How can we attempt to increase compliance with evidence-based therapy? By advocating to minimize the cost of these critical medications so that they don’t preempt patients’ abilities to budget for bills that may present as a more immediate threat to their livelihood as, say, groceries, rent, or childcare. In 2025, the IRA Part D drug-related provisions are projected to cut $7.4 billion in annual out-of-pocket costs for 18.7 million enrollees, roughly $400 in savings per enrollee.6

This matters for us as Emergency Medicine providers caring for patients who may not have reliable access to longitudinal care or follow up for chronic medical conditions. It also matters for drug companies! Multiple drug manufacturers and organizations have filed suit against the government because of this program, and their voices will be heard at the listening sessions. However, importantly, the manufacturers of all of these first ten drugs selected for price negotiations have agreed to participate–a very hopeful signal for Medicare beneficiaries and EM physicians across the nation.8


What can I do about it?

Upcoming listening sessions for each drug will be hosted between October 20, 2023 and Nov 15, 2023. These sessions are open to the public!
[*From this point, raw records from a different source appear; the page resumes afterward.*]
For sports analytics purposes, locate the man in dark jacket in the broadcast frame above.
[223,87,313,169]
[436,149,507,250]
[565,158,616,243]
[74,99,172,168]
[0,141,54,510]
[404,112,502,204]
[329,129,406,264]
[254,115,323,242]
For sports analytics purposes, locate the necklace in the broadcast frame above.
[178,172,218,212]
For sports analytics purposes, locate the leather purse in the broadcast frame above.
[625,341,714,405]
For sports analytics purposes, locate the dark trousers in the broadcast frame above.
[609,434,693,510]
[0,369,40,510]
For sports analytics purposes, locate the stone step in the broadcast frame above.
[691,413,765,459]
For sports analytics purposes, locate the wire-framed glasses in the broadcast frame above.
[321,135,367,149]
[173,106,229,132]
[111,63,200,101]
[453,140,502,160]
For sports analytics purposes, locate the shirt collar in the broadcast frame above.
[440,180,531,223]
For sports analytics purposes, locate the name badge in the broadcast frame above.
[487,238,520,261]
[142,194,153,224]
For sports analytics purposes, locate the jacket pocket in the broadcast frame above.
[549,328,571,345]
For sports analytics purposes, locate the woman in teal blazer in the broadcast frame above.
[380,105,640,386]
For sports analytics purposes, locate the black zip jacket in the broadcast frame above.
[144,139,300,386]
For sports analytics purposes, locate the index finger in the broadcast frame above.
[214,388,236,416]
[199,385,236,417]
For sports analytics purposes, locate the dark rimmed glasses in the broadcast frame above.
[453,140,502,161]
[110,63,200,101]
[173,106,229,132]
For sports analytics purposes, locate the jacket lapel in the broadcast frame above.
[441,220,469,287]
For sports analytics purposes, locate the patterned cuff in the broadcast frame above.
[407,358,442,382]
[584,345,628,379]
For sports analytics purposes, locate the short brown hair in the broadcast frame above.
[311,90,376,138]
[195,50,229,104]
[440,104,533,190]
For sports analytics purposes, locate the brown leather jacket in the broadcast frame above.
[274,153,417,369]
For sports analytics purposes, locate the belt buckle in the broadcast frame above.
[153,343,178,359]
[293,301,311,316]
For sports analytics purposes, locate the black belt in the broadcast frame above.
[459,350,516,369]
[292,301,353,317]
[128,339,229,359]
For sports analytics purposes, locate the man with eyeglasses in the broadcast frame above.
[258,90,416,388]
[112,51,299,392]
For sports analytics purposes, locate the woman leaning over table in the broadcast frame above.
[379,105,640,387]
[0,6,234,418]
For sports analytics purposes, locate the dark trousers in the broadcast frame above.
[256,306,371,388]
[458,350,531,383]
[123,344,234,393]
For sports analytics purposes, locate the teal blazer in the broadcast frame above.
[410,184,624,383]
  • Refresh your memory on the IRA’s health provision benefits.
  • Petition your local advocacy organization to show up for CMS listening sessions and provide feedback.
  • Sign yourself up to provide input and share your story of how high drug pricing has impacted the patients you serve.


Useful Links:

  1. This Kaiser Family Foundation post details Medicare Part D prescription drug benefits as they pertain to the Inflation Reduction Act.
  2. Check out the CMS guide to the nuts and bolts of Medicare Drug Price Negotiation.


This post is a collaboration between emDocs and the EMRA Health Policy Committee.